Marchionne makes no qualms about describing the 500e as a compliance vehicle for the requirement that the corporate average fuel economy for a manufacturer to be at 54.5mpg by 2025. Presently auto manufacturers producing alternative-fuel vehicles can earn credits they can apply to the average mileage rating. However, battery technology is expensive. Most manufacturers lose money when selling electric vehicles. It is believed Fisker loses a half a million dollars on each electric vehicle sold!
These costs are easily absorbed by large manufacturers, which makes it all the more impressive that Tesla is doing so well.
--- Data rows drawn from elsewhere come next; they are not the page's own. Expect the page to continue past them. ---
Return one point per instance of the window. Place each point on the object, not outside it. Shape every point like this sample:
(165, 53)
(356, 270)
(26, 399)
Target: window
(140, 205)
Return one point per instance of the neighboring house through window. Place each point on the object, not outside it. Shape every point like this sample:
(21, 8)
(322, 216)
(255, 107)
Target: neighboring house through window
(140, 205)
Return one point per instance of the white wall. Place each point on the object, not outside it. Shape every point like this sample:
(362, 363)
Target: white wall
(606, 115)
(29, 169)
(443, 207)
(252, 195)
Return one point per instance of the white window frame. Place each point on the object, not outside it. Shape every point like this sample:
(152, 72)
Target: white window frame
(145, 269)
Machionne’s point of disclosing this number is to show how he believes that electric vehicles are not the only solution to solving the fuel consumption problem. Government agencies are providing huge incentives worldwide to purchase electric vehicles. Machionne thinks its silly to be all-in on battery-powered electric vehicles.
He also cites this loss as a reason for not taking the 500e into mass-production. “Doing that on a large scale would be masochism to the extreme,” he stated.
Machionne also recognizes the market that he is in very well. Creating these new, alternative-fuel vehicles requires a significant amount of research and development to introduce. That requires a lot of money. Start-up auto makers are not going to have the resources needed to invest in this technology, which will lead to a consolidation of the industry as a whole. He goes on further to say, “I continue to believe that when all the dust settles, we will be left with just five or six global players.”
Except for Tesla. They seem to be the automaker who has the electric vehicle model figured out and looking toward profitability, unless battery-powered electric vehicles are not our future.